Step 1: Write down the number (in binary notation) that you would like to convert into a Turing Machine.
Example:
101011010111101010
Step 2: Write down the three binary digits "110" at the end of your number.
Example:
101011010111101010110
Step 3: Separate the string of 1's and 0's into several shorter strings of 1's and 0's by placing a blank after every bit-pattern "110".
Example:
1010110 1011110 1010110
Step 4: Replace every bit-pattern "11110" with "STOP".
Example:
1010110 10STOP 1010110
Step 5: Replace every bit-pattern "1110" with "L".
Example: There is no bit-pattern "1110" in this example, so nothing changes.
1010110 10STOP 1010110
Step 6: Replace every bit-pattern "110" with "R".
Example:
1010R 10STOP 1010R
Step 7: Replace every bit-pattern "10" with "1".
Example:
11R 1STOP 11R
Step 8: If you had already viewed the web page that answered the question How can I interpret instructions in the Penrose Turing Machine? then you know that every instruction must be of the form mnD, where m is a binary number, n is a binary digit, and D is R, L, or STOP. That means that every instruction must have at least two binary digits before the R, L, or STOP. If that's not the case, then we have to put in one or two leading zeros to make sure we have at least two binary digits in each instruction.
Example:
11R 01STOP 11R
Step 9: Every Penrose Turing Machine starts with the instuction 00R. That's the instruction for state 0 when the Read/Write Head sees 0 on the paper tape. So, just insert 00R at the beginning of the list of your instructions.
Example:
00R 11R 01STOP 11R
Ok! There you have it! There's your Turing Machine!
The only thing you have to realize is that the first two instructions are for state 0, the next two instructions are for state 1, the next two instrucions are for state 10, the next two instructions are for state 11, and so on.
Also, for each pair of instructions for any particular state, the first one is used when the Read/Write Head sees "0" on the tape, and the second one is used when the Read/Write Head sees "1" on the tape.

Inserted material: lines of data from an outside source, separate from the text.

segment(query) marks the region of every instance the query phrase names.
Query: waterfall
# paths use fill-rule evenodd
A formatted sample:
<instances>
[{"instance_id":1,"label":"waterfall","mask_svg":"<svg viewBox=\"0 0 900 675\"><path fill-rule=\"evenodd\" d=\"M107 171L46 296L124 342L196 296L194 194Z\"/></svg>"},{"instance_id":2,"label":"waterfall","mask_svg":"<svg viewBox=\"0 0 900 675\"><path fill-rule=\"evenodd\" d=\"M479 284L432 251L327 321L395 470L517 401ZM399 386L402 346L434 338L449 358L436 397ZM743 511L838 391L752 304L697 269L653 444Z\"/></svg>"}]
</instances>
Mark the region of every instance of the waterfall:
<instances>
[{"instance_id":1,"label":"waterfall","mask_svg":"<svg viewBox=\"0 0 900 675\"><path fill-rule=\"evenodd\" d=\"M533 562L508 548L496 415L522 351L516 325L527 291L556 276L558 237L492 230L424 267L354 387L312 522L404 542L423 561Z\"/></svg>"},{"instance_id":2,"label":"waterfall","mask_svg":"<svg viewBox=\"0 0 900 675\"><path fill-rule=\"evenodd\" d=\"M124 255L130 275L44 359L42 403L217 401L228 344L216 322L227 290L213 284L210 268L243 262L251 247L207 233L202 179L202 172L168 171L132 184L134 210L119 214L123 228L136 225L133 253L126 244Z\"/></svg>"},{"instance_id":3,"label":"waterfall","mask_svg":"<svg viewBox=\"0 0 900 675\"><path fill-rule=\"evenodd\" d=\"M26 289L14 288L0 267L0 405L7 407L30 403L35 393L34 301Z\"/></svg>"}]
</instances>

Those of you who had already run the Turing Machine using the built-in example UN+1 may recognize these instructions. Perhaps you remember seeing a screen that looked something like this:
Notice that rows 5 and 6 of the Excel file have the "instructions" of the UN+1 Turing Machine. (In the terminology of the Formal Definition of a Turing Machine, these are called Transition Functions.
These are exactly the same instructions that we got by starting with the binary number 101011010111101010 and going through the nine steps above.
Version 1.0 -- April 23, 2017